RMC

Dupin Quotidien : vers le déremboursement des traitements anti-Alzheimer?

La ministre de la Santé devrait annoncer dans quelques jours le déremboursement des médicaments anti-Alzheimer. Une mesure qui toucherait près de 850.000 patients et concernerait quatre médicaments. Pour la Sécurité sociale, le budget total de ces derniers s'élève à 90 millions d'euros par an.

Il y a aujourd’hui 4 médicaments utilisés en France pour traiter les symptômes de la maladie d’Alzheimer. Cela concerne environ 850.000 personnes. Budget total pour la Sécurité sociale: environ 90 millions d’euros par an.

Mais voilà, leur intérêt médical est insuffisant pour justifier leur prise en charge collective.
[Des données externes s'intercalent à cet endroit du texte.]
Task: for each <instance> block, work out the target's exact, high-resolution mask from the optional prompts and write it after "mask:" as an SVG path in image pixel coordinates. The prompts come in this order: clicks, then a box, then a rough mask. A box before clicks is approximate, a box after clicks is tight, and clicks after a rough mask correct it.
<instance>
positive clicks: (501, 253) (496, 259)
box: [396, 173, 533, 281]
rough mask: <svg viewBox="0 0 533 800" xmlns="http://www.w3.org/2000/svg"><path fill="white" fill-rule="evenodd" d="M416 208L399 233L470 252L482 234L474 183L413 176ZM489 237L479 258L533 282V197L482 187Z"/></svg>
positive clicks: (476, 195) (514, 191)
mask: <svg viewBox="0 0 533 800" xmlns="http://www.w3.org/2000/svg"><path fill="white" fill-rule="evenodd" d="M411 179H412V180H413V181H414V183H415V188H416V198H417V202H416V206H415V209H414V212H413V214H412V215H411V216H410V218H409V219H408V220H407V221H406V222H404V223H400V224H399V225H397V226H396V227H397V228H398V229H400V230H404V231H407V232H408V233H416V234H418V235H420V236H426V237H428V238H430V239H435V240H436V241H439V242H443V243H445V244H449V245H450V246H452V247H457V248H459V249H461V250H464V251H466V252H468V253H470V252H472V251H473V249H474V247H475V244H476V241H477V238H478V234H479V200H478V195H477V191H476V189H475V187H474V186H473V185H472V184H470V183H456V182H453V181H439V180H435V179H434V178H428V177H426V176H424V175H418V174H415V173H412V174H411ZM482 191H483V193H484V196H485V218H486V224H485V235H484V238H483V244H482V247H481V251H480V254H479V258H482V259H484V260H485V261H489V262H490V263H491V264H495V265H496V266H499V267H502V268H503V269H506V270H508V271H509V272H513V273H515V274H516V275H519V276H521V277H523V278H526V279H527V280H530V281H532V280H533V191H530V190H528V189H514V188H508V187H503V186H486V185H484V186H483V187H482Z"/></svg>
Le gouvernement devrait suivre les recommandations formulées par la Haute Autorité de Santé dès 2016, et même 2011. Certains laboratoires ont déjà pris les devants: Janssen par exemple, annonce qu’il arrêtera de commercialiser le Reminyl à partir du 30 novembre.

Aujourd’hui, environ 10% des malades d’Alzheimer prennent un traitement d’après l’association France Alzheimer. Si les patients ont le statut 'affection longue durée' auprès de l’Assurance maladie, le médicament est remboursé à 100%. Sinon, à 15% seulement, avec complément des mutuelles. D’après la Fondation Médéric Alzheimer, un médicament coûte entre 75 et 90 euros par mois. Il faut rajouter le coût du suivi médical, pour un à deux rendez-vous par an, 82 euros en moyenne. Evidemment, si la personne arrête de prendre le médicament car il n’est plus remboursé, ses frais de suivi médical peuvent baisser.

Des médicaments qui soulagent

Il s’agit d’un geste symbolique. Il faut savoir que la maladie d’Alzheimer est pour l’instant incurable. Aucun traitement ne permet de la guérir. Mais des médicaments peuvent soulager les patients, en rétablissant la transmission entre les neurones, principal symptôme de la maladie.

Supprimer le remboursement de ces médicaments, c’est enlever une béquille, une aide à des milliers de patients et d’aidants. Et avec ça, les laisser seuls face aux effets de la maladie. La rendre moins officielle.

En 2011, la Commission pour la Transparence justifiait le maintien du remboursement parce que ces traitements permettent de maintenir un lien thérapeutique entre le médecin et le patient. C'est aussi pour ça que la ministre de la Santé de l'époque Marisol Touraine avait refusé le déremboursement immédiat.

Des alternatives non-médicamenteuses

Ateliers d'art thérapie, ateliers de mobilisation cognitive, programme d'éducation thérapeutique du patient pour le rendre acteur de sa propre maladie. Des alternatives pour stimuler le patient, et éviter les effets secondaires des médicaments, notamment cardiovasculaires d’après le guide de la Haute Autorité de Santé.

Mais elles doivent être complémentaires du traitement médicamenteux et non s’y substituer pour les associations. Surtout que d’après une récente étude britannique, arrêter de prendre un médicament peut empirer les symptômes d’Alzheimer. Le syndicat de médecins MG France est clair: il va falloir beaucoup de pédagogie de la part des acteurs de santé pour rassurer les patients.